Does perio-perative proton pump inhibitor therapy reduce the incidence of pharyngocutaneous fistula?
Background: Pharyngocutaneous fistula is a common complication of total laryngectomy. A high incidence of gastroesophageal reflux disease, which causes injury to upper aerodigestive tract mucosa, has been noted in patients with larynx cancer. It is unknown if peri-operative proton pump inhibitor (PPI) therapy can reduce the incidence of post-operative fistula.
Explore this issue:February 2015
Study design: Prospective randomized placebo-controlled double blind randomized controlled trial of 14 days of enteral omeprazole versus placebo in patients undergoing primary total laryngectomy for T3/T4 tumors without flap closure. A 20 mg dose was given the day before surgery and then once daily beginning on the second post-operative day.

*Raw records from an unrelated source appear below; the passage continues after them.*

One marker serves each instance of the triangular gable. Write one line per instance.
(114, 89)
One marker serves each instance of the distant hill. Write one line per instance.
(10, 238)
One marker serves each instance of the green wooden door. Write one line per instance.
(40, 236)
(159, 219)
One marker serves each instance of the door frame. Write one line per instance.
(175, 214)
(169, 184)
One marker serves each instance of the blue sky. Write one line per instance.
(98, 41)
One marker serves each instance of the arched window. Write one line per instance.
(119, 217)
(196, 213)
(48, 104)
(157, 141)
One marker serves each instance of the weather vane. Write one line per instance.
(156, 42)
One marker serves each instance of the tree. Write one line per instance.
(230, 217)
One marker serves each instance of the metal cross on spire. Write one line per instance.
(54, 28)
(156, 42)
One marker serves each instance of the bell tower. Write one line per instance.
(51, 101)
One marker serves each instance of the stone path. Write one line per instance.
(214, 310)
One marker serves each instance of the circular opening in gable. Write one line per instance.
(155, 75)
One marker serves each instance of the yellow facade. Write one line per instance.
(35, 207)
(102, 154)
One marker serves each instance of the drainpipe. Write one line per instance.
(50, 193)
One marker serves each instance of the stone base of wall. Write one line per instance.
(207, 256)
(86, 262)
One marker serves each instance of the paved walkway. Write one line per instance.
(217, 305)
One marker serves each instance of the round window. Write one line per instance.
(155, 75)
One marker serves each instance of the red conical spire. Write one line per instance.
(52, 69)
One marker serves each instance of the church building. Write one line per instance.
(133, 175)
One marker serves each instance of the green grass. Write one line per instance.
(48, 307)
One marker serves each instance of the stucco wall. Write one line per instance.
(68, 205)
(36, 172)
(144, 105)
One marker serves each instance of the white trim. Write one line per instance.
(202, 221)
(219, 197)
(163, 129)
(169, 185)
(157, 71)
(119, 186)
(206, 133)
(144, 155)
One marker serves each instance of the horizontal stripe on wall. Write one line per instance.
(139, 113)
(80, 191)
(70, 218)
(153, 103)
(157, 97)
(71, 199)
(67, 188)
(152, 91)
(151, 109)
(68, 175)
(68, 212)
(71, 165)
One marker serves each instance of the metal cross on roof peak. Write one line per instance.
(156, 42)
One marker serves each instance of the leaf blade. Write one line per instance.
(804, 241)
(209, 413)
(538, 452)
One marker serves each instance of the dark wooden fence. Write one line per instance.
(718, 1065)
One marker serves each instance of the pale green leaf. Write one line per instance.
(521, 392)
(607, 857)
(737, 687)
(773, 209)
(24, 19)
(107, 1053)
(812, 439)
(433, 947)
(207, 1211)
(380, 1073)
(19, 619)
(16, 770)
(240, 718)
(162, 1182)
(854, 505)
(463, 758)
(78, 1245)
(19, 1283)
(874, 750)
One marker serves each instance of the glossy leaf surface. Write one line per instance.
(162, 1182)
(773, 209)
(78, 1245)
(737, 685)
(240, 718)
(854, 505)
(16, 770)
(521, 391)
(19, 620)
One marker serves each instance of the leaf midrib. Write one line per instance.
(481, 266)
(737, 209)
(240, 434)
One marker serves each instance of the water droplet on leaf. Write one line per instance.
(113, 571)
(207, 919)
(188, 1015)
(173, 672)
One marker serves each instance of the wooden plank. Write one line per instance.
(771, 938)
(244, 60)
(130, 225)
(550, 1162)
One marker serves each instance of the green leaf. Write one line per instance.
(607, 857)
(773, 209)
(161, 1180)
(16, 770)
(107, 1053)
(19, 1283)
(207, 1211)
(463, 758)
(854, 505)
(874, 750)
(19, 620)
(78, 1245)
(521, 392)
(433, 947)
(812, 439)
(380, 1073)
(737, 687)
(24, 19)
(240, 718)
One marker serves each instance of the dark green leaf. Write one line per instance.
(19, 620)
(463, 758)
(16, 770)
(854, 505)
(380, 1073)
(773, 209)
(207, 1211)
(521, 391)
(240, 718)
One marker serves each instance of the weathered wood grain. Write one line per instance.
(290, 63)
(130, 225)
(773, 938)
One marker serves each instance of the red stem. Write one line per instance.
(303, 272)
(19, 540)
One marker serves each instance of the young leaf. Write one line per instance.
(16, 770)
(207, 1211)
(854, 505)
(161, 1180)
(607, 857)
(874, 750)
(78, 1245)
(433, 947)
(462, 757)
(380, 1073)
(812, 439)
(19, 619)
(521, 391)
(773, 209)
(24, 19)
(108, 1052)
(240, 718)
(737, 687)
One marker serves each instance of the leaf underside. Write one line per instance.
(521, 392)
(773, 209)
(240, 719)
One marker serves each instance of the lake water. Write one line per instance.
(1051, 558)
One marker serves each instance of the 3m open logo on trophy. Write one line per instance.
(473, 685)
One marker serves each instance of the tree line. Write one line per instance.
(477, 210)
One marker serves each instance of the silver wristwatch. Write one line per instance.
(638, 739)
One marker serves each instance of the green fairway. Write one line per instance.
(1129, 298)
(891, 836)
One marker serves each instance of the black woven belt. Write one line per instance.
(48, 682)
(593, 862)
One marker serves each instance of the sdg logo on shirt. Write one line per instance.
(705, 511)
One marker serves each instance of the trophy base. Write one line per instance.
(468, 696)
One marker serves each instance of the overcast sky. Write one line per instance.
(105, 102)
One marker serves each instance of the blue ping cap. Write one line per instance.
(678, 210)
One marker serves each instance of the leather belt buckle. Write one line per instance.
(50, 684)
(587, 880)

Patients with a history of prior radiation or reflux were excluded.
Setting: Groote Schuur Hospital, University of Cape Town, South Africa.

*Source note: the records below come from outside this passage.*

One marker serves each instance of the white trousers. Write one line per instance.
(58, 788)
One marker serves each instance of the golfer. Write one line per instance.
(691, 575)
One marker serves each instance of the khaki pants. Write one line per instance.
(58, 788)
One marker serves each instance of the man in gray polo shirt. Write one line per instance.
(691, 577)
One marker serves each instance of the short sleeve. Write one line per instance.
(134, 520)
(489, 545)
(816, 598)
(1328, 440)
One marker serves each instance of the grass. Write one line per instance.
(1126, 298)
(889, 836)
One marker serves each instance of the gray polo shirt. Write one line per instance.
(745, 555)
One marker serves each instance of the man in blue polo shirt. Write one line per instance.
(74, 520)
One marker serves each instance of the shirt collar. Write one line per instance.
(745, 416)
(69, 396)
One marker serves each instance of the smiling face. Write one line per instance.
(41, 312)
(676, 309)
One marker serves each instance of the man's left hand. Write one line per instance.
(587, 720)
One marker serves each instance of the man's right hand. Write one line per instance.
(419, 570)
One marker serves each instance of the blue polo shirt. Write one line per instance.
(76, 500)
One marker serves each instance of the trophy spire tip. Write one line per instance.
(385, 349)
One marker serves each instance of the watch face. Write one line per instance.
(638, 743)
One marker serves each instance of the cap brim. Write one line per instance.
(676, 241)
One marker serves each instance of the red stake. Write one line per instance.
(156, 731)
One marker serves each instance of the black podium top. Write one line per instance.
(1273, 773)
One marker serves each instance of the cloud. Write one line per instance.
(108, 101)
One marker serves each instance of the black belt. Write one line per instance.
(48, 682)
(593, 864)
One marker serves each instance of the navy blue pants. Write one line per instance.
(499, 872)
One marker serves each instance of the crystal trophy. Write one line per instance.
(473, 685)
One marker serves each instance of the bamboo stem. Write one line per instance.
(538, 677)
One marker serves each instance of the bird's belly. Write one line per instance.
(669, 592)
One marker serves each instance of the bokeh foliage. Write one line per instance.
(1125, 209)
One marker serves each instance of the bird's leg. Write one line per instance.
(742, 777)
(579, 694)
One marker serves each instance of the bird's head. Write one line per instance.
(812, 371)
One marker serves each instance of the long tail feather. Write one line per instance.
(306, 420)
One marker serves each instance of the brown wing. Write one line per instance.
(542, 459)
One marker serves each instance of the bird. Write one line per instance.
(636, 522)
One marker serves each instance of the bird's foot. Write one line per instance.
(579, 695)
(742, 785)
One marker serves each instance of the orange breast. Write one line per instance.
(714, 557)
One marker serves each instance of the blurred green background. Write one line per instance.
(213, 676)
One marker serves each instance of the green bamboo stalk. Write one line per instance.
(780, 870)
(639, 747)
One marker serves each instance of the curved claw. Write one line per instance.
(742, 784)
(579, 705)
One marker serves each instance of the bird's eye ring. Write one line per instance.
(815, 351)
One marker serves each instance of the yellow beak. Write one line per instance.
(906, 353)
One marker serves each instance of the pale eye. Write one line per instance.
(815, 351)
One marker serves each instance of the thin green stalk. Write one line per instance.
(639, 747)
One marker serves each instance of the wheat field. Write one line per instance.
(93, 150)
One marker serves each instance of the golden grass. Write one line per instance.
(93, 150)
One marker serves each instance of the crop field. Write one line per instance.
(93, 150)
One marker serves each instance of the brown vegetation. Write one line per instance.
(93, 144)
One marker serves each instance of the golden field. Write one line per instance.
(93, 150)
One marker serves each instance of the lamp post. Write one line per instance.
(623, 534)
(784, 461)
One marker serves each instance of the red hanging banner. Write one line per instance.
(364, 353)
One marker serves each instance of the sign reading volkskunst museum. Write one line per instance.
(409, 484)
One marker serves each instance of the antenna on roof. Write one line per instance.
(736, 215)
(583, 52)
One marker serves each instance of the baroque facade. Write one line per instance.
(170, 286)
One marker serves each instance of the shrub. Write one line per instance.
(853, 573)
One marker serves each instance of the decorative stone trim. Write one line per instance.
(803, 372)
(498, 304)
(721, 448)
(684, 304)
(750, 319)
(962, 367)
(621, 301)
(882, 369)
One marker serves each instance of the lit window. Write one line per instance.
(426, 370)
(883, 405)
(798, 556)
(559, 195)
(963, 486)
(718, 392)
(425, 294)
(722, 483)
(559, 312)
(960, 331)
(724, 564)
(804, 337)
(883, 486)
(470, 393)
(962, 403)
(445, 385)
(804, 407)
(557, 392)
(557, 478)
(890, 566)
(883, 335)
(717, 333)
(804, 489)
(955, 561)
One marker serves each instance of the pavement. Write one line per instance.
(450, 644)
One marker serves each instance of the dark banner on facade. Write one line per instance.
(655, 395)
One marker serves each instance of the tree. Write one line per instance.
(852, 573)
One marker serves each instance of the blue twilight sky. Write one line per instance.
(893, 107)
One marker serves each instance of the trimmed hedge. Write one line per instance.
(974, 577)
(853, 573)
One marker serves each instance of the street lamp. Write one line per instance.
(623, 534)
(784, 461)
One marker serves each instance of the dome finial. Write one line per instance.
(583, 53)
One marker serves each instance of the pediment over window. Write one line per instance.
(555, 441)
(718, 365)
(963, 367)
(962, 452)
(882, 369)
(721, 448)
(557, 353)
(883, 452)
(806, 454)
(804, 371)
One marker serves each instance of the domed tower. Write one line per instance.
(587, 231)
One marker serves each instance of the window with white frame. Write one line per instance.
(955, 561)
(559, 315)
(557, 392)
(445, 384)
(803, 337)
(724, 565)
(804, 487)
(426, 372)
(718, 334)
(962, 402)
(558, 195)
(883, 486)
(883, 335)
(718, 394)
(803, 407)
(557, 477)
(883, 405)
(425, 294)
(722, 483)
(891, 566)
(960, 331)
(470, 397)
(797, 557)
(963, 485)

Synopsis: A total of 40 patients were included. Concurrent neck dissection was performed in 39 patients. There were 21 patients randomized to omeprazole and 19 patients to the placebo arm. No statistically significant differences were observed between groups with respect to patient or tumor factors. A total of seven patients (18%) developed a pharyngocutaneous fistula. There was a statistically signficant difference in fistula incidence between groups. There were six fistula in the placebo arm (32%) while one fistula occured in the omeprazole group (5%; P<0.05). Patients who developed a fistula had a significantly longer length of hospitalization (median, 34 days) compared to those who did not develop a fistula (median, seven days).
Bottom line: These data suggest that peri-operative reflux prophylaxis with PPI therapy is associated with a significant reduction in the incidence of post-operative pharyngocutaneous fistula in patients undergoing primary total laryngectomy.
Citation: Stephenson KA, Fagan JJ. Effect of perioperative proton pump inhibitors on the incidence of pharyngocutaneous fistula after total laryngectomy: A prospective randomized controlled trial. Head Neck. 2015;37:255-259.